I went to Garlic Barbecue for lunch this afternoon, keen to try a permanent location for one of my favorite styles of cooking. (I'm a regular at Cages BBQ Thursday.) I left full but a bit confused, and not just because they painted the Texas flag backwards on the wall.
The pork, not exactly a traditional Turkish dish, was the best thing on the menu, as either a spiced and lacquered rib or in flossy, pulled form with chopped red onion.
The brisket had a nice smoke ring, the almost-magenta color that hugs the edges of the meat, caused by a long smoke. But, man, was it dry. Dry as dust. Drier, as they say in Texas, than a popcorn fart.
Sides were another story. The only thing I recognized as even close to a regular BBQ side was the coleslaw. Mustard eggplant? Kale salad? Steamed broccoli? If you're going to go to all the trouble of installing huge steel traps for smoking — smokers like no one in this city has ever seen before — why get "creative" with the sides? Beans, guys. Cornbread. White bread. Braised greens. Mac'n'cheese. Stop trying to invent something. Your shtick is tradition.
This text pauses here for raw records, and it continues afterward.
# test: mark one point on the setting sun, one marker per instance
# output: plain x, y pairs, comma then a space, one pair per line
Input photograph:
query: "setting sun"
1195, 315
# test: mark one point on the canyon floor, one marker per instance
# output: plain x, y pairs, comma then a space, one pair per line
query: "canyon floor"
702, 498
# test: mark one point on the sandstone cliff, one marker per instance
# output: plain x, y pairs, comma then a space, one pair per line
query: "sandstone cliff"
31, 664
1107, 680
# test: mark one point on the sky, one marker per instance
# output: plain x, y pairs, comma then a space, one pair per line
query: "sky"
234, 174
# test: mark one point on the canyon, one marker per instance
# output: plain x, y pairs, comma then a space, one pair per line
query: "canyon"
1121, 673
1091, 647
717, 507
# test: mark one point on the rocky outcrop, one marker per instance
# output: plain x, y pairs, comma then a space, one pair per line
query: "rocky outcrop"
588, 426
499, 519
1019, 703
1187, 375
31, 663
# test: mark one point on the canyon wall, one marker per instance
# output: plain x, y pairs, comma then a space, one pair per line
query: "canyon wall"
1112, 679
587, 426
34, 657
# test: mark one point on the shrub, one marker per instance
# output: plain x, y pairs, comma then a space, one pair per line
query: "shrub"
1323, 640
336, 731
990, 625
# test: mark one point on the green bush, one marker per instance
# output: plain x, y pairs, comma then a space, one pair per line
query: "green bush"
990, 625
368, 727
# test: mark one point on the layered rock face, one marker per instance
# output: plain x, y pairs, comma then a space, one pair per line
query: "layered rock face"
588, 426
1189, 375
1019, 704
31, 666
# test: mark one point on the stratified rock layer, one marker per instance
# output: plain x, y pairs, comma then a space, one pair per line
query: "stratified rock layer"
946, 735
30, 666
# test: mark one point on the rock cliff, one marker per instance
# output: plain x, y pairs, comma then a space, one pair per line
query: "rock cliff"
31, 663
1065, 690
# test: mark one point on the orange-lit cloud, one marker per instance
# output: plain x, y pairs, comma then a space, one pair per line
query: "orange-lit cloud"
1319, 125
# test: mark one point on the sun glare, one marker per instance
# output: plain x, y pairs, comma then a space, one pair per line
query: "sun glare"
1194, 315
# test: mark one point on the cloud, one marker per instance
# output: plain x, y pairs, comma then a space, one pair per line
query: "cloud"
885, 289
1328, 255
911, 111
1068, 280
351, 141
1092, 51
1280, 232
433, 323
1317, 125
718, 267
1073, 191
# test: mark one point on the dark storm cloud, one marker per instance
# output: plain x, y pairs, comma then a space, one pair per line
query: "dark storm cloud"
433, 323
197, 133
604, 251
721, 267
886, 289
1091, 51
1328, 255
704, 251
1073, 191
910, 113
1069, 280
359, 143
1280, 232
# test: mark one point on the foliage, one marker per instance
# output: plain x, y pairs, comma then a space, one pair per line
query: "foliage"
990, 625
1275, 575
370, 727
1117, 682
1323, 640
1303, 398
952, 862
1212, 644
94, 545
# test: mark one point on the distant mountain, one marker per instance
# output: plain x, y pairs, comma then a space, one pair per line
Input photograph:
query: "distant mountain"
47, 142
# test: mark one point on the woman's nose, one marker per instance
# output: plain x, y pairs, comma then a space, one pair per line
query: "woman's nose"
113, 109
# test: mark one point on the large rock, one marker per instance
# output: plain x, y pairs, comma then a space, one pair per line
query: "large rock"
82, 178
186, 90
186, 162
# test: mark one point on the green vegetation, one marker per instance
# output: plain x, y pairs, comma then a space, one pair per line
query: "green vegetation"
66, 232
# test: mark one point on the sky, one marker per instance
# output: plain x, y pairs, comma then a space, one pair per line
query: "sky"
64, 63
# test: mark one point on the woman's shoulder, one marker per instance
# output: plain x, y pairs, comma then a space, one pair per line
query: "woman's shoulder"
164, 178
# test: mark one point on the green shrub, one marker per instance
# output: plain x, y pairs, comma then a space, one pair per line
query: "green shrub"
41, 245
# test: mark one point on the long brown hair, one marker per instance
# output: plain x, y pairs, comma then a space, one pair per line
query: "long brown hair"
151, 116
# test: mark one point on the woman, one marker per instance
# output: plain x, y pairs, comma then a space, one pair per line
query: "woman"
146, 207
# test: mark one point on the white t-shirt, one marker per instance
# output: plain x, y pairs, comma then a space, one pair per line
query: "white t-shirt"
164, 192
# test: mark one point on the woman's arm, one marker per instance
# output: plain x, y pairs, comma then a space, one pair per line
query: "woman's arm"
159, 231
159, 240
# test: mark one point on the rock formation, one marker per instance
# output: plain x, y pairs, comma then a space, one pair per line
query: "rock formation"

There's plenty of things to adjust here, that's for sure, but there is also plenty of time to adjust. Garlic Barbecue has been open less than a week and BBQ is not mastered with a couple classes from a 'cue-head in Austin. They need time to learn their equipment a bit better, throw out their recipe book for sides, re-do the music playlist, and add more beer than just Corona and Estrella. They need, basically, a Texan makeover to match their Texas-sized ambitions.